NDC Loses Grip At Asawase
FROM ALL indications, the National Democratic congress (NDC) is gradually losing grip of the Asawase seat in Kumasi, as the mass defection which has hit the ruling party continues unabated.
The latest group to join the defection train to the New Patriotic Party (NPP) is supporters of the ruling party in the Quarmariyah electoral area in the Asawase constituency.
Earlier, scores of the party's supporters in the Sawaba and Aboabo Nima, all Muslim dominated neighborhoods in the Asawase constituency and stronghold of the NDC, had all crossed carpet to the NPP.
Over 350 ardent supporters of the ruling party in the four polling stations in the electoral area including polling station executives have announced their defection to the NPP.
The four polling stations in the aforementioned electoral area have been a waterloo for the country's largest opposition for years, a contributing factor for the party's inability to annex the Asawase seat, though the constituency is located in Kumasi, a stronghold of the NPP.
Having served the interest of the NDC since 1992, the group said at a mini-rally on Saturday that they had decided to join hands with the NPP because the President Mills-led government had disappointed them.
The spokesperson for the group, Hakem Saleywa, noted that the President Mills-led administration had not only disappointed members of the NDC but Ghanaians as a whole.
According to him, the plight of Ghanaians had worsened since the Mills administration assumed the reins of government, contrary to its campaign promise that it would create a better Ghana for all and sundry.
Saleywa, a former NDC polling station chairman at Quarmariyah polling station B, denied rumours that their defection was a strategy to extort money from the NPP.
He emphasized that if their motivation was money, they would not have denounced their relationship with the NDC, a party in government, to join an opposition party.
'If we wanted money from the NPP, we would have announced our defection to the party when they were in government and not now that they are in opposition and do not have money to share,' the spokesperson clarified.
Stressing that their defection was real, Saleywa disclosed that the cost of organizing the well-attended mini rally was footed by the members themselves.
He also repudiated claims that they were not known members of the NDC, indicating that the outcome of the 2012 elections in the constituency would determine whether they were NDC members or not.
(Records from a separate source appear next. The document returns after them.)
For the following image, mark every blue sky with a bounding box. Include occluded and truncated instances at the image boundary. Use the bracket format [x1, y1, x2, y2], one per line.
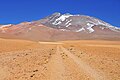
[0, 0, 120, 27]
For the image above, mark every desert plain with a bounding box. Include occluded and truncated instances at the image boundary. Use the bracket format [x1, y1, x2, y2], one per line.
[0, 39, 120, 80]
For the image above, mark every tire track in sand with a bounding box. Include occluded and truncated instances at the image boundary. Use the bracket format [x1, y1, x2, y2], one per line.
[48, 46, 65, 80]
[59, 46, 107, 80]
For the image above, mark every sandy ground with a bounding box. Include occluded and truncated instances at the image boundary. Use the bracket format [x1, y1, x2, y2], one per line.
[0, 39, 120, 80]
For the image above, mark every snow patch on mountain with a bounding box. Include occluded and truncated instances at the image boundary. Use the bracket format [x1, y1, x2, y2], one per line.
[52, 14, 73, 25]
[75, 28, 85, 32]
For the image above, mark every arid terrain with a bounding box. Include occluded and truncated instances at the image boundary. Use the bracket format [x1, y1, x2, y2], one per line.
[0, 39, 120, 80]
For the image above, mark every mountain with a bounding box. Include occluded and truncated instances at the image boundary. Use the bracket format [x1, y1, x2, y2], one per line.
[0, 13, 120, 41]
[39, 13, 120, 33]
On behalf of his members, Saleywa appealed to officials of NPP in the region to provide them with adequate security, disclosing that some elements of the ruling party were harassing them for taking the decision.
To dignify their new 'marriage' with the NPP, the members did not only dress in assorted NPP 'T' shirts but also decorated the whole vicinity with the colours of the NPP.
The Asawase NPP constituency chairman, I.K Brenya, welcomed the defectors and urged them to work diligently to ensure that the NPP, for the first time, conquered the Asawase constituency in the forthcoming polls.
He assured the defectors of the party's support in diverse ways to ensure that they did not regret their decision to join forces with the NPP, noting that the NPP was surely destined to come back to office in the next elections.
The Ashanti regional chairman of NPP, Frederick Fredua Antoh, on his part emphasized that the NPP was a bonafide property of northerners, particularly people in the Zongos and therefore urged the new members to work hard for the party.
He stressed that it was time northerners and people in the Zongos realized that their great grandfathers including S.D Dombo, founded the NPP, therefore they should reclaim their leadership role in the party.